“Noise, the grand dynamism . . . exultant, ruthless, and virile . . .We will make the whole universe a noise in the end. We have already made great strides in this direction as regards the Earth.”
– Screwtape
Issue 20
January 22, 2016
Screwtape is very right, and he spoke in 1941. Today the noise is deafening—truly. The whole earth is noisy. There is ambient noise everywhere. If you are outside, you are the victim of traffic noise and jets overhead. Nearby radio and entertainment noise. Lawnmowers, leaf blowers (curse them), construction noise. There is noise everywhere. Inside more of the same. Background music (or background noise (sometimes same difference) everywhere, ventilating systems, printers and copiers, other people. Our use of machinery is increasing and as it does, noise increases. Even if noise doesn’t damage your hearing, it forces its way into your mind to distract and annoy you. In fact, noise is so overwhelming that some have searched for “one square inch of silence” and have found it tucked away in the rain forest in the midst of Olympic National Park. (Look it up.) Everywhere else on the planet, though, there is noise! And modern culture is bent on turning up the volume.
There is, of course, much natural sound: whispering or howling wind, bird song, rustling leaves, thunder, waterfalls, tinkling creeks, waves, animal cries, the human voice cooing, shouting, screaming, and so on. Nature is not silent, and at times natural sounds can be irritating and distracting, of course. But there are differences in the way we are affected by mechanical or natural sound.
Natural sounds are usually less damaging although a nearby volcano will be noticed! But few suffer hearing loss from spending too much time hiking in the woods! Natural sounds are not monotonous. Natural sounds generally are not irritating, whereas when we hear a siren when we are reading, a neighbor’s loudspeaker, or a jetliner cruising over our picnic, we can be annoyed.

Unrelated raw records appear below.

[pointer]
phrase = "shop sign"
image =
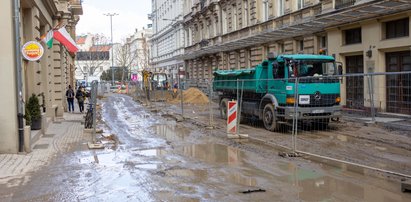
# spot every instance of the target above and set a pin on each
(32, 51)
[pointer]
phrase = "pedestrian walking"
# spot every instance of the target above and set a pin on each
(70, 98)
(80, 95)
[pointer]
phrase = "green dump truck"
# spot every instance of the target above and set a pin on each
(282, 85)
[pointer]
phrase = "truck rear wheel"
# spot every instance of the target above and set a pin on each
(270, 118)
(223, 108)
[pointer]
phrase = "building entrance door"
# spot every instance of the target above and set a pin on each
(399, 86)
(355, 84)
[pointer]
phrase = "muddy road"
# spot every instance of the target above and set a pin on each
(157, 159)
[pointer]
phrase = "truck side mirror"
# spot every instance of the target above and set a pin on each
(339, 69)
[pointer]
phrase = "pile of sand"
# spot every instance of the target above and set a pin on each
(191, 96)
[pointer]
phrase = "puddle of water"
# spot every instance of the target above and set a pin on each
(170, 132)
(147, 166)
(213, 153)
(312, 184)
(342, 138)
(150, 152)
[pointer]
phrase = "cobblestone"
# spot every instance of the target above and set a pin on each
(69, 131)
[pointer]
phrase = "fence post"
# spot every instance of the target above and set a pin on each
(94, 92)
(238, 103)
(210, 98)
(295, 118)
(371, 93)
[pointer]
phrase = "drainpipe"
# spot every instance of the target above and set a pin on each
(16, 7)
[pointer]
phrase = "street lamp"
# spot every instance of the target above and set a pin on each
(112, 54)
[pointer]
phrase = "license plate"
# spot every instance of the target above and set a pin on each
(317, 111)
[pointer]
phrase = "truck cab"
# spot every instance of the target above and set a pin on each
(306, 87)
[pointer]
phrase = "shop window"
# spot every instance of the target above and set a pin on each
(352, 36)
(397, 28)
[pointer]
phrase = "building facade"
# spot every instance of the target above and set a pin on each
(365, 35)
(167, 42)
(93, 58)
(49, 77)
(139, 47)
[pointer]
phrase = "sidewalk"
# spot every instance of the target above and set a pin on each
(58, 138)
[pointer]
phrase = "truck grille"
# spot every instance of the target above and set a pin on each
(320, 100)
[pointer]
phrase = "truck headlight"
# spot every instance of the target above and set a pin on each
(290, 100)
(338, 100)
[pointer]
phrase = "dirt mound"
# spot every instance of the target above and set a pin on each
(191, 96)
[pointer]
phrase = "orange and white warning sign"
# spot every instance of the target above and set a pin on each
(232, 117)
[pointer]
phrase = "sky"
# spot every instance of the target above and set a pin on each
(132, 15)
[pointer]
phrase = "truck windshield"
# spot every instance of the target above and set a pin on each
(306, 68)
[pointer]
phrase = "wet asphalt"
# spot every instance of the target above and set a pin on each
(157, 159)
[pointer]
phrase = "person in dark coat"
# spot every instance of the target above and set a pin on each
(70, 98)
(80, 96)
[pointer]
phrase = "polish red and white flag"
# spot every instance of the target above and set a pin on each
(65, 39)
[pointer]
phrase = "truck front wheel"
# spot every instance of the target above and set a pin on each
(270, 118)
(223, 108)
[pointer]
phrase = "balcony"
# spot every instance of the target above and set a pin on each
(76, 7)
(339, 4)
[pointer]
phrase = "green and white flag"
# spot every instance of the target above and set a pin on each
(48, 38)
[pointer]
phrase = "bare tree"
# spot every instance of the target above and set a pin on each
(143, 53)
(91, 62)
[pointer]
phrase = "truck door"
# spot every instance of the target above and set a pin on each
(277, 86)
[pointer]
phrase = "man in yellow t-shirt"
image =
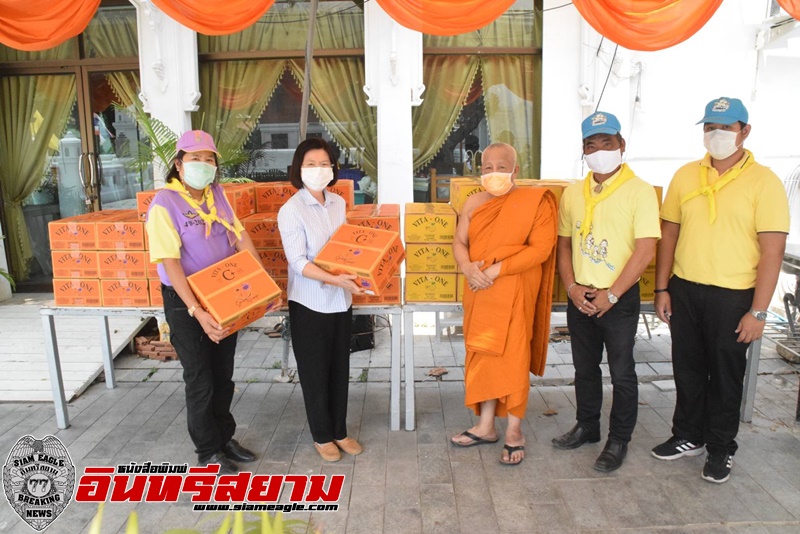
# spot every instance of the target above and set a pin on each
(607, 232)
(724, 223)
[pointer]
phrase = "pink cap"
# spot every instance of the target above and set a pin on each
(195, 141)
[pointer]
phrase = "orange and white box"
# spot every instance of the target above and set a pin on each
(241, 197)
(154, 287)
(391, 294)
(122, 264)
(274, 261)
(263, 229)
(271, 196)
(74, 264)
(236, 291)
(431, 287)
(378, 216)
(345, 189)
(124, 232)
(374, 256)
(143, 200)
(125, 292)
(77, 292)
(430, 223)
(430, 258)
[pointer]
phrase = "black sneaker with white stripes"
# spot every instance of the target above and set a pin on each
(718, 467)
(675, 448)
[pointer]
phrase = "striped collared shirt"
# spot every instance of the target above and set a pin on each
(305, 226)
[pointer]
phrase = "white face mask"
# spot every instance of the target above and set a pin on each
(316, 178)
(497, 183)
(198, 175)
(603, 161)
(720, 144)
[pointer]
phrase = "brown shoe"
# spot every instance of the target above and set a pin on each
(350, 446)
(328, 451)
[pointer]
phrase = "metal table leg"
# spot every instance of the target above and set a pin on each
(408, 351)
(394, 392)
(108, 357)
(54, 364)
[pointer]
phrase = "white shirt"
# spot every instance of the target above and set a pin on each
(305, 226)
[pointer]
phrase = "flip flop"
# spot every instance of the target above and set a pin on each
(511, 450)
(475, 440)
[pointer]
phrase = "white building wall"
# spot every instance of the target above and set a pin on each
(676, 83)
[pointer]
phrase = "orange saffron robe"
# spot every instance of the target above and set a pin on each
(507, 327)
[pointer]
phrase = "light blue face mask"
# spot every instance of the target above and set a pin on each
(198, 175)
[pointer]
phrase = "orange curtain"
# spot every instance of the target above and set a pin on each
(792, 7)
(445, 17)
(215, 17)
(647, 24)
(34, 25)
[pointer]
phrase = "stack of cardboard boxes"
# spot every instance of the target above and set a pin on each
(430, 264)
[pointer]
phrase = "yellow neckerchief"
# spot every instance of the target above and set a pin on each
(623, 175)
(209, 218)
(710, 190)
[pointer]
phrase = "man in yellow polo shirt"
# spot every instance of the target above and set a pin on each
(607, 232)
(724, 223)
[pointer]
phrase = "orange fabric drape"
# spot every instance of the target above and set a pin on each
(34, 25)
(792, 7)
(445, 17)
(219, 17)
(647, 24)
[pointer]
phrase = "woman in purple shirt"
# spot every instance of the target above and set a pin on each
(190, 226)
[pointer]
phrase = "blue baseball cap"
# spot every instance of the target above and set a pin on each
(600, 122)
(724, 110)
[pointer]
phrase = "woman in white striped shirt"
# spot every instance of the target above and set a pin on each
(320, 303)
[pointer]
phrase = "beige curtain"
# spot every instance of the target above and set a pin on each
(235, 94)
(338, 99)
(447, 81)
(33, 112)
(510, 88)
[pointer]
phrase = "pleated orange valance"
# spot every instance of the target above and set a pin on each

However we judge things though, almost everyone would prefer a quieter world, at least most of the time. Yet we really don’t have or want that option, for noise is the price we pay for our clothes, our food, our homes, our transportation, our recreation, our everything. A quieter world would be a disaster. Very many square inches of silence, say a few square miles here or there, would be a sign of a catastrophe.
(Screwtape’s author, in another place, calls the earth the ”Silent Planet,” but that’s another story although it does involve “our father below”, Screwtape’s guiding light.)